In recent years, knowledge graphs (KGs) have become increasingly recognized for their ability to organize structured data in a semantically significant way, allowing them to effectively support various AI systems [1]. Large-scale KGs are usually generated through a semi-automated process, utilizing both structured and unstructured data. Some prominent examples include DBpedia [2] 1 , Google Knowledge Graph2 , BabelNet3 , and YAGO 4 . A few proposals have been recently put forth for generating organized, interconnected, and machine-readable data frameworks of content found within text from microblogging platforms [3,4,5], using Semantic Web technologies such as ontologies and knowledge graphs [6,7,8]. However, creating extensive and high-quality knowledge graphs from social media is still an open research problem. Existing solutions either depend on systems that aid social media experts in structuring their knowledge, therefore suffering from scalability problems, or rely on information extraction pipelines [9,10,11]. Generating large-scale, coherent, and semantically sound representations of social media texts drawn from millions of posts has proven to be challenging, as existing methods for entity and relationship extraction typically focus on specific domains [4].
In this paper we present Triplétoile, an enhanced information extraction architecture designed to extract and merge instances of open-domain entities from social media text and to identify and generalize various relationships among these entities by using hierarchical clustering, word embeddings and dimensionality reduction techniques.
The designed architecture is scalable and introduces a novel approach for entity extraction that leverages the dependency tree of an input sentence and a list of patterns validated by experts.
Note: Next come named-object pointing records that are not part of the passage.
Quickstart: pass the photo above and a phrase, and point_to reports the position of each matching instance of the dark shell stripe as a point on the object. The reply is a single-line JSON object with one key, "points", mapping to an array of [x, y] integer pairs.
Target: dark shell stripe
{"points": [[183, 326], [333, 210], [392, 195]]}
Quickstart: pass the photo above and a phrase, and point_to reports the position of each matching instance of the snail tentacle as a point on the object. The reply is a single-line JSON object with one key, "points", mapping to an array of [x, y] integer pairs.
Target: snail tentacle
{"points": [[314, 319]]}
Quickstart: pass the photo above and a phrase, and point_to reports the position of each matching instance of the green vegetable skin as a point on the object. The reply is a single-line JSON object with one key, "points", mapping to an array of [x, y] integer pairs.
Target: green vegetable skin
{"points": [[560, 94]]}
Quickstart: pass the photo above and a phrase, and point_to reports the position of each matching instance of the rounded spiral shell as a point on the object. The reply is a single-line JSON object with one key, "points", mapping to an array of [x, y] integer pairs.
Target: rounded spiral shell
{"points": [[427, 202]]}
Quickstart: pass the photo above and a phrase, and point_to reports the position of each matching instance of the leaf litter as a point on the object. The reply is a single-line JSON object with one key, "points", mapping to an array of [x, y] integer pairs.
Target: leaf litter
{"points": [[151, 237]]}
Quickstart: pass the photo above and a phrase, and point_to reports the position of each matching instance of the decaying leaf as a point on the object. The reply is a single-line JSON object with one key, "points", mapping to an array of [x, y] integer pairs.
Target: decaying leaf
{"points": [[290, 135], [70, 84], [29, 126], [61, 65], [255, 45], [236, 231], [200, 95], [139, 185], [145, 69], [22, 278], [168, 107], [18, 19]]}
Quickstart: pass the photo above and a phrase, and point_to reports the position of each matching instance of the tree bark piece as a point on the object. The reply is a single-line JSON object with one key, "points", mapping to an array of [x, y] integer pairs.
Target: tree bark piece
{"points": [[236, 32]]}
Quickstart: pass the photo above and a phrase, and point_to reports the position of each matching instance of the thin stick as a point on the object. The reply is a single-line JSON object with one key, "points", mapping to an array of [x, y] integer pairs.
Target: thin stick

It incorporates a module for unifying and grounding entity instances using external resources such as DBpedia. We also provide a use case application of the proposed architecture to a set of around 100k tweets extracted from the X/Twitter platform5 from 2022 and concerning the digital transformation domain and we released the resulting knowledge graph. Finally, we conducted an assessment of Triplétoile by comparing it to several alternative solutions using a benchmark dataset consisting of 500 triples and show that it outperforms them in terms of accuracy, while at the same time generating a relatively higher number of triples.
Numerous scholarly articles delve into the methodologies for generating knowledge graphs across different domains and under various constraints [12,7,13,14,15,16]. These knowledge graphs are often enhanced and refined using link prediction techniques [17,18]. The extraction of knowledge graphs from web sources to answer questions related to social networks [3], such as Twitter or Facebook, has been widely discussed in literature [19,20,4]. He et al. [5] described how to build knowledge graphs for social networks by developing deep Natural Language Processing models. A number of information extraction pipelines have been proposed to create high-quality knowledge graphs within the social network analysis domain ( [9,4,10,11]).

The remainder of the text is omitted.